Mike is correct in his comment, the entrance pupil diameter often changes when you reverse a lens. Many true macro lenses have a 1:1 ratio (or very nearly so) of entrance to exit pupil...so if you reverse a true macro lens, your entrance pupil through the back of the lens is about the same as through the front. The same is not necessarily true for non-macro lenses, however, and "physical aperture diameter" is the same as the "entrance pupil diameter" as seen through the entry element of the lens. When reversing a lens, the entry element is often smaller, thereby explicitly limiting pupil size.
You would need to know the magnification factor of both lenses, and for the reversed lens, the magnification factor when viewing through the back of the lens. That can be difficult to learn without a detailed understanding of the lens, including explicit focal length as well as any extension length, and if a retrofocal group is present, you would also need to know the effect of that. If you can find detailed design patents for the lenses your working with, you may be able to glean enough information to discern the necessary information to calculate effective aperture of the whole system.

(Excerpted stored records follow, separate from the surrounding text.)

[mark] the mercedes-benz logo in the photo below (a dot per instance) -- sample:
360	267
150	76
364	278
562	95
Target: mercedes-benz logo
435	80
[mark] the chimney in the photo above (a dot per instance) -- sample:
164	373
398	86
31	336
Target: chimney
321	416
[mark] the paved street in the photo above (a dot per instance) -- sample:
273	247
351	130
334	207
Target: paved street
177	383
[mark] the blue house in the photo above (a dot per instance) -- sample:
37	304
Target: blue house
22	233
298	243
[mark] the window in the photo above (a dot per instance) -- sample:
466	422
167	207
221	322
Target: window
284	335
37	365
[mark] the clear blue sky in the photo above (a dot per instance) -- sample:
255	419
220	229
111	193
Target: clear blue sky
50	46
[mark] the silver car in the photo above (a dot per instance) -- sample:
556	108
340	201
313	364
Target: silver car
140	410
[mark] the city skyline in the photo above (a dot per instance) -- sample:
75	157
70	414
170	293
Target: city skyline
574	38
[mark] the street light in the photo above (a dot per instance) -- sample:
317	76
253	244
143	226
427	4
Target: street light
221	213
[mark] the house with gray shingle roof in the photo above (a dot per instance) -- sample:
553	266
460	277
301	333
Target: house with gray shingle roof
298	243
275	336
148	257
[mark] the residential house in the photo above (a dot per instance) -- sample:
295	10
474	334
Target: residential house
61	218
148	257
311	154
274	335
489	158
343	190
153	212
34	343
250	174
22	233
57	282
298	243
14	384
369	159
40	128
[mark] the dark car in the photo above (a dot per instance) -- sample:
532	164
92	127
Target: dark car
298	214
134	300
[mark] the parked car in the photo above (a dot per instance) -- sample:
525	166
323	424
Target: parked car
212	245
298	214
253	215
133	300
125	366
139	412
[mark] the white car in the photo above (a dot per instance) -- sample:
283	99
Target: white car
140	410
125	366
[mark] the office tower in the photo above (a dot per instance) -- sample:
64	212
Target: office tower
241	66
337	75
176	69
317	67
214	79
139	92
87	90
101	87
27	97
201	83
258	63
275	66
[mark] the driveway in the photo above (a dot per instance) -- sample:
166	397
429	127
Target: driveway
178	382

If you need a quick and dirty but fairly accurate way to measure the difference in aperture with the single base lens and the reversed lens, a simple approach would be to take two shots, one with the single lens, and one with the whole system, at max aperture, same shutter and ISO. Adjust the exposure of the second shot until it appears to be the same with a post processing tool (I recommend Lightroom, as it has an excellent side-by-side compare mode). When the gray card tone of the two images matches, you can compute the difference of the aperture with the second lens in stops by how many EV of exposure adjustment was necessary. Once you know the difference, you would simply need to add that to any aperture you set the base lens to to compute the necessary exposure.